Collards thrive in fertile, well-drained soil with a pH range between 6.0-7.5. Start seeds in seedlings trays 3-4 weeks before the last frost in spring to harvest throughout summer and in August to harvest in fall. Transplant in nutrient-rich soil.


Collards do best when planted in cool, early spring and can be grown in succession with a late summer planting. If  you have a greenhouse and you are in a hardiness zone of 6 and above, you can grow collards through winter by covering the plants with frost cover in unheated conditions. 

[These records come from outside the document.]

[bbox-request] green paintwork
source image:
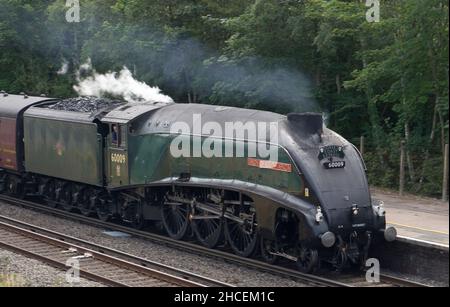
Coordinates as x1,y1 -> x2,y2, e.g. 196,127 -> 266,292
106,124 -> 130,188
23,117 -> 103,186
108,147 -> 130,187
125,133 -> 304,194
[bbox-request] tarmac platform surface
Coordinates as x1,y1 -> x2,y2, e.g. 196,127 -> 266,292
371,187 -> 449,246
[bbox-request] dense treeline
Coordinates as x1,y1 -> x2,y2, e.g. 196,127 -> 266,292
0,0 -> 448,197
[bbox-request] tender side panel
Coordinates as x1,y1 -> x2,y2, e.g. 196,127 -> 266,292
0,117 -> 18,170
24,116 -> 103,186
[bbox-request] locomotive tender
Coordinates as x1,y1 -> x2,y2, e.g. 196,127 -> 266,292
0,93 -> 396,272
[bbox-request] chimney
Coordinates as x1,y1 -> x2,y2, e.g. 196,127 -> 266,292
287,113 -> 324,136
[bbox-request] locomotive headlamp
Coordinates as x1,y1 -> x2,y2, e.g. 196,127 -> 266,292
315,207 -> 324,223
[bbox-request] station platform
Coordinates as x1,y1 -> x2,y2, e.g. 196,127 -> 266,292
371,188 -> 449,246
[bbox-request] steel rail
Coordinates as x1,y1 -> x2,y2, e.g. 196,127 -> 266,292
379,274 -> 431,288
0,218 -> 221,287
0,213 -> 233,287
0,194 -> 429,287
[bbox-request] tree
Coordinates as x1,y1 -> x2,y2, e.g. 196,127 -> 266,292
0,0 -> 447,195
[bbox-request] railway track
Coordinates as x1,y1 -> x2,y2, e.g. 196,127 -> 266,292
0,215 -> 231,287
0,194 -> 429,287
323,272 -> 430,287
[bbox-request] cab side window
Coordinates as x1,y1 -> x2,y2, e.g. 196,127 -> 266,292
111,124 -> 120,146
120,125 -> 127,147
111,124 -> 127,148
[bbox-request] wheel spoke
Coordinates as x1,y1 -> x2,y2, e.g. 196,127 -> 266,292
296,246 -> 319,273
192,206 -> 223,249
225,204 -> 258,258
162,201 -> 189,240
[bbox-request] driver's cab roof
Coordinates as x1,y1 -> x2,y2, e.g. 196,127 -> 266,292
101,101 -> 173,124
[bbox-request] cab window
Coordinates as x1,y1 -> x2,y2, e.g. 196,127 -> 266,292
111,124 -> 121,147
120,125 -> 127,147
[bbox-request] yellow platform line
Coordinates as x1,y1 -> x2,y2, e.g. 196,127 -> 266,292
388,222 -> 449,235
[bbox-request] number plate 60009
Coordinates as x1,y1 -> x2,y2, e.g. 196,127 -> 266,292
324,161 -> 345,169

Collards love cool weather and can survive light frost when grown with no protection; however, they cannot usually withstand temperatures below 20F. Check The Utopian Ultracross Collard Greens out if you are looking for a cold-hardy selection of collard seeds.


Pick individual leaves based on your preference of size. Collards typically have better flavor after they withstand light frost which transforms the complex carbohydrates in the cell walls of the leaves into sugar molecules.

Culinary Use

Oftentimes cooked with smoked, cured or salted meats such as bacon or ham hocks, collard greens is a traditional vegetable in the American South, specifically celebrated by Black people. Similarly, this plant is traditionally grown and part of the diet of the people of Turkey. 

Seed Saving

Collards are outbreeding plants, their flowers get pollinated by insects, they can easily cross-pollinate with other collard varieties and other members of cole crops (i.e. cabbage, cauliflower, Brussels sprouts, heading and sprouting broccoli, kale, and kohlrabi), and it is recommended to keep 0.5-2.0 mi of isolation distance between different varieties of these crops.